Cluster Size Statistics

Idea. Describes how many documents fall into each topic.

Formulation. Let \(c_1,\dots,c_T\) be the sizes of non-outlier clusters. Report:

Mean size: \(\bar{c} = \frac{1}{T}\sum_{t=1}^{T} c_t\)
Min size: \(\min_t c_t\)
Max size: \(\max_t c_t\)

Interpretation. - Many tiny clusters → potential over-clustering (e.g., too small min_cluster_size, too few neighbors). - One or two huge clusters → under-clustering or overly aggressive parameters (e.g., very large min_cluster_size, too many neighbors).

Use these alongside silhouette and coherence to tune parameters such as min_cluster_size, min_samples, n_neighbors, and UMAP dimensionality.

Topic Entropy (normalized)

Idea. How evenly documents are distributed across topics.

Formulation. With cluster counts \(c_1,\dots,c_T\) and \(p_t = c_t / \sum_{k=1}^T c_k\): \[ H = -\sum_{t=1}^{T} p_t \log_2 p_t, \qquad H_{\text{norm}} = \frac{H}{\log_2 T} \in [0,1]. \]

Interpretation.
- \(\approx 0\): one/few topics dominate (imbalanced).
- \(\approx 1\): documents spread evenly (balanced).

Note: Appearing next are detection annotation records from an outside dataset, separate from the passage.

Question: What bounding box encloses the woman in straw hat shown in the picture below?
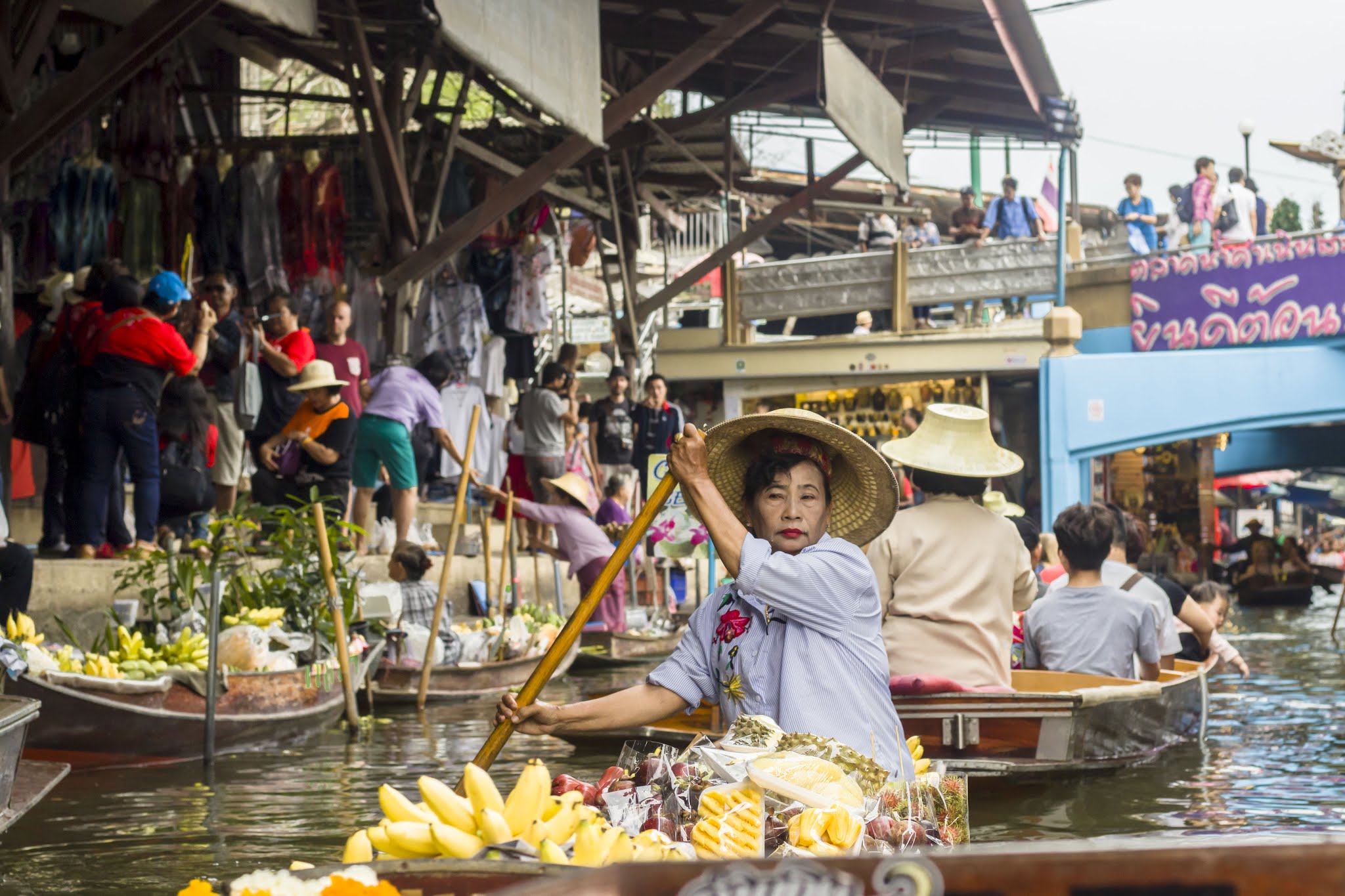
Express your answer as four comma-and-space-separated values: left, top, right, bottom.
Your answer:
253, 362, 355, 517
481, 473, 625, 631
496, 408, 912, 777
869, 404, 1037, 689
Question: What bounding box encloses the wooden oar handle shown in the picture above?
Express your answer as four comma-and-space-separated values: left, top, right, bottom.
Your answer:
472, 473, 676, 769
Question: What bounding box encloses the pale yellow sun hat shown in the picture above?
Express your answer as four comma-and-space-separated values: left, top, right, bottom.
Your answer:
981, 489, 1028, 516
705, 407, 897, 544
881, 404, 1022, 479
542, 473, 592, 509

Balance is not always “better”—aim for a distribution that matches domain expectations.

Practical Reading Guide

Compare relatively. Use these scores to rank model/parameter settings trained on the same corpus and preprocessing.
Trade-offs are normal. Increasing semantic tightness (↑ coherence) can reduce separation (↓ silhouette) or increase overlap (↓ diversity).
Preprocessing matters. Stopword handling, n-grams, lemmatization, and rare-word pruning strongly affect coherence and diversity.
Mind outliers (\(-1\)). Exclude them for silhouette, entropy, and size stats; report the outlier rate separately when useful.

Typical Ranges (rule-of-thumb)

C_V: \(0\)–\(1\); higher is better (often \(0.5\)–\(0.7+\) after good preprocessing).
UMass: \(\le 0\); closer to \(0\) is better (very negative = poor co-occurrence).
Silhouette: \([-1,1]\); \(>0.2\) modest, \(>0.5\) strong (text often yields modest values).
Diversity: \([0,1]\); \(>0.85\) suggests distinct vocabularies, but check for over-fragmentation.
Entropy (norm): \([0,1]\); closer to \(1\) = balanced topic sizes; closer to \(0\) = dominance by few topics.

Use these together—no single metric tells the whole story.